22 May 2013
Crikey, I'm struggling to recall a bigger liar Prime Minister than John Key - maybe one of the readers can jog my memory. Piggy wasn't a liar; he was batshit crazy, but he always told it straight, St Helen only lied on the small jobs - the painting, for instance - and Lange was honest to a fault, stopping Rogernomics in its tracks for a cuppa. Shipley & Bolger never said anything to lie about, and back in the dim days of Holyoake and Savage, men were men and didn't lie. Much.
Key has now lied about the GCSB CEO, conveniently "forgetting" that he'd known the bloke all his life; he utterly "had a brain fart" about being told about Kim Dotcom, and anyway, why would he remember details on such an insignificant matter. The morning tea with John Banks contained such a plethora of lies that he was forced to co-opt the police into action to protect his cover-up.

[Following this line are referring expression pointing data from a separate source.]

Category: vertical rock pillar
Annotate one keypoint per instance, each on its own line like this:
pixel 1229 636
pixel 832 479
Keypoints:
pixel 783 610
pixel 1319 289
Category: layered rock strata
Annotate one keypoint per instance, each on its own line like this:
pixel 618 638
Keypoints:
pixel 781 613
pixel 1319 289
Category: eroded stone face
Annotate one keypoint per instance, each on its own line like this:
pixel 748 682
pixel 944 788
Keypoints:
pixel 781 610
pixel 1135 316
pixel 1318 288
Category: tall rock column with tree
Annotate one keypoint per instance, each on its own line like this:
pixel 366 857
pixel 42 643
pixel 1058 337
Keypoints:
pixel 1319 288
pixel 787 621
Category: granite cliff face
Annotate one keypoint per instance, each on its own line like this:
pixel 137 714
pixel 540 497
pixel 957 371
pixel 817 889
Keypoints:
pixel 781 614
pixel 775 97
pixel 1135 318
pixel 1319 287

He has now been caught in another lie - suggesting Solid Energy requested a billion dollars from the government. Now, a billion bucks is nearly 1% of our entire GDP, so you'd expect the Prime Minister to be remember WTF he was talking about.
Not our Johnny, and we now know, with release of papers from SE, that such a request never happened.
Why would Key make up such a dumb lie on this subject? Is he trying to deflect from the Government's appalling performance as sole shareholder of a company that would be in liquidation were it in the private sector?
Whatever the reason, it firms the already-conclusive point that Key is playing PM just the same as any small boy playing toy soldiers. Parts he doesn't like, he makes up, changing the rules as he goes, swapping sides when it suits, and generally treating the country as his action figures.
John, please pick up your ball and go home - you have become a tedious embarrassment.